Besides Aquino, listed in the order by Justice Secretary Vitaliano Aguirre to the BI were Secretaries Janette Garin of Health and Florencio Abad of Budget, his then Executive Secretary Paquito Ochoa Jr., and several private sector executives: Ruby Dizo, Carlito Realuyo, Guillaume Leroy, Thomas Triomphe and Oliver Brandicourt.

The controversy arose from the Aquino administration’s rushed decision to undertake in early 2016 the mass inoculation of schoolchildren aged 9 and above with the dengue vaccine manufactured by French pharmaceutical Sanofi Pasteur.

Ongoing investigations in the Senate and the House of Representatives have surfaced information that the Aquino Cabinet moved to find the P3.5-billion funding for the program, just before yearend of 2015 — or just a few months before the May 2016 elections — even though it was not provided for in the General Appropriations Act of 2015. Aquino had said at a Senate hearing he made the decision in light of alarming reports of dengue incidence in the country.

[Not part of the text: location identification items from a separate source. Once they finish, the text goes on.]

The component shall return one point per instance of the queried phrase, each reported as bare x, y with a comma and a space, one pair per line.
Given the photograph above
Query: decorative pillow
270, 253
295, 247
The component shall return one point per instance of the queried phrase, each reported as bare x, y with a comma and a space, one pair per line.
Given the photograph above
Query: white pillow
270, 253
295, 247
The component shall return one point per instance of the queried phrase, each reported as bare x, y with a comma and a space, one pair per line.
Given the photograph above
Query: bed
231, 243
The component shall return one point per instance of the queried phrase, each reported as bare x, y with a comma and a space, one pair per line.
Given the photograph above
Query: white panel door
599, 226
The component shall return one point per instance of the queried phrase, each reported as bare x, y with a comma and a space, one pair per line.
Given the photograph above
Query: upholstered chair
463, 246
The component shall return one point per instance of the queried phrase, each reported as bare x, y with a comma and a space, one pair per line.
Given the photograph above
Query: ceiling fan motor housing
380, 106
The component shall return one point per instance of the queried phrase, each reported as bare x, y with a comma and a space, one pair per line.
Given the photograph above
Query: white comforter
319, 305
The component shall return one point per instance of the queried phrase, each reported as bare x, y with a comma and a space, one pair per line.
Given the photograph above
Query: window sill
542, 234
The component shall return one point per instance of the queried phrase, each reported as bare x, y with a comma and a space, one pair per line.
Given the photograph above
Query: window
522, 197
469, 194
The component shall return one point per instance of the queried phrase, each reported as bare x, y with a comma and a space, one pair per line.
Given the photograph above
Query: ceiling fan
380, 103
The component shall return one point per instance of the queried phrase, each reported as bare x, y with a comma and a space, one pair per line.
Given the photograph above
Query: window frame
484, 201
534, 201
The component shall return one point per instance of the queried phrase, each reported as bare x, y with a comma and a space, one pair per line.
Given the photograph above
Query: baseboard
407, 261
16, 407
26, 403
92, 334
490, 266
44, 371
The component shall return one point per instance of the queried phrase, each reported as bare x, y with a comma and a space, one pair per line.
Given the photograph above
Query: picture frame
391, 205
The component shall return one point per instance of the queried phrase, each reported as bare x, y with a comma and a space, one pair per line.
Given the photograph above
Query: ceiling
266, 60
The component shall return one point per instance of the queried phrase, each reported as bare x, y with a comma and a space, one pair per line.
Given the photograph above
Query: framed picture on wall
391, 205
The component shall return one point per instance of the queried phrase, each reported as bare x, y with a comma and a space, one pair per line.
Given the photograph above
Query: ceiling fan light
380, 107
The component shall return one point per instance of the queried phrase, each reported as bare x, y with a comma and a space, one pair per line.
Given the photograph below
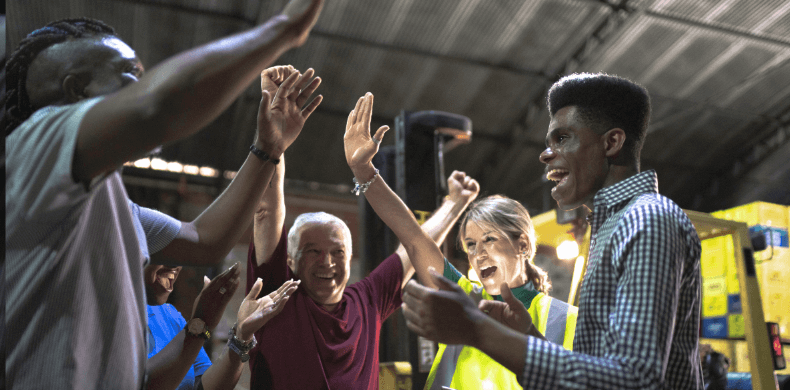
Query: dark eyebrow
552, 134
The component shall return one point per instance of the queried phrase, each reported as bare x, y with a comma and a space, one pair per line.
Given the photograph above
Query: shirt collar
624, 190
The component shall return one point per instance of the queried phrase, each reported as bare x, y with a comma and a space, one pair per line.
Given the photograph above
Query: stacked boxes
721, 299
720, 280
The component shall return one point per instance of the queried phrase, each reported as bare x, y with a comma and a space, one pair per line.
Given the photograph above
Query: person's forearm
391, 209
224, 372
168, 368
437, 227
209, 238
270, 216
188, 91
505, 345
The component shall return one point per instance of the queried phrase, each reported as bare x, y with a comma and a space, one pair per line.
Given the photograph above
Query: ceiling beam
739, 32
731, 179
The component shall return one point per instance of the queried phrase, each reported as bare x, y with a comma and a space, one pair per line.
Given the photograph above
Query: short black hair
605, 102
17, 102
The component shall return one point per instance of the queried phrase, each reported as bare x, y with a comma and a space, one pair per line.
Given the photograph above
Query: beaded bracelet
363, 187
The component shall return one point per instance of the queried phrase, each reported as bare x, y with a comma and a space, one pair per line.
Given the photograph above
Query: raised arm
225, 372
360, 149
270, 211
463, 190
180, 96
210, 237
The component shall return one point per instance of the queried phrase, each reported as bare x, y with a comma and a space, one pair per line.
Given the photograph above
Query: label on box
716, 285
774, 236
735, 326
714, 306
734, 304
714, 328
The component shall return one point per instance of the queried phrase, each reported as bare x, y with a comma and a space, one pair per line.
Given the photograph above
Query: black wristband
263, 155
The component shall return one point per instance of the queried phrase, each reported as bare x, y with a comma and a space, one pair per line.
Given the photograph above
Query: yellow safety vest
462, 367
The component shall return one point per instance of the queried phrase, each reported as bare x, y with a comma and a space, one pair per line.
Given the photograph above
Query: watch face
196, 326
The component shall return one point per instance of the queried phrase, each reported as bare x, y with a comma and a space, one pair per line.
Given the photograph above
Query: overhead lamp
568, 250
143, 163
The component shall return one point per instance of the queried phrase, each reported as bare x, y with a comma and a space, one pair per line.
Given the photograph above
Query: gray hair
304, 221
509, 218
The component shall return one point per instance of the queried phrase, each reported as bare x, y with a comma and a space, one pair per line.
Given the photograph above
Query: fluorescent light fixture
175, 167
158, 164
143, 163
191, 169
208, 172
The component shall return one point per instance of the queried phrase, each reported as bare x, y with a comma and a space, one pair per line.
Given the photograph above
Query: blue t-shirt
164, 323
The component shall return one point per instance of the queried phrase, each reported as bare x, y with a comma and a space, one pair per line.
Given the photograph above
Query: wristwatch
197, 328
241, 348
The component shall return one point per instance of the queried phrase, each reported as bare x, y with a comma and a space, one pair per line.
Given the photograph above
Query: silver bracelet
241, 348
363, 187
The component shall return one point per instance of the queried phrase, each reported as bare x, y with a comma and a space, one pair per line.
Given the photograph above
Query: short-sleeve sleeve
274, 272
159, 229
384, 285
202, 361
40, 190
450, 272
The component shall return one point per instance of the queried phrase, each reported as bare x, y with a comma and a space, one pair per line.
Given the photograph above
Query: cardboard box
714, 328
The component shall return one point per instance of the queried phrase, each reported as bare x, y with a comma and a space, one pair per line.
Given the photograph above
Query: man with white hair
327, 335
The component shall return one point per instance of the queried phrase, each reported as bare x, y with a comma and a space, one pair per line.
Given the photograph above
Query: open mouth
487, 272
325, 275
558, 175
167, 279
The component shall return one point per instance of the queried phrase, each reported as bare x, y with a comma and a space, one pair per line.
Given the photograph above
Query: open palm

Justice Secretary Vitaliano Aguirre told Immigration chief Jaime Lorente to direct all immigration officers in all airports and seaports to be on the lookout/alert should any of the nine persons pass through immigration counterrs, and alert the DOJ right away.

They were told to coordinate right away with the NBI, which was recently directed to conduct the official investigation into the Dengvaxia mess, which raised widespread concern among parents of vaccinated children, following Sanofi’s November 29 advisory revealing that further assessment showed the vaccine was effective in preventing repeat infections but could trigger “severe” dengue among those who never had infections prior to being injected.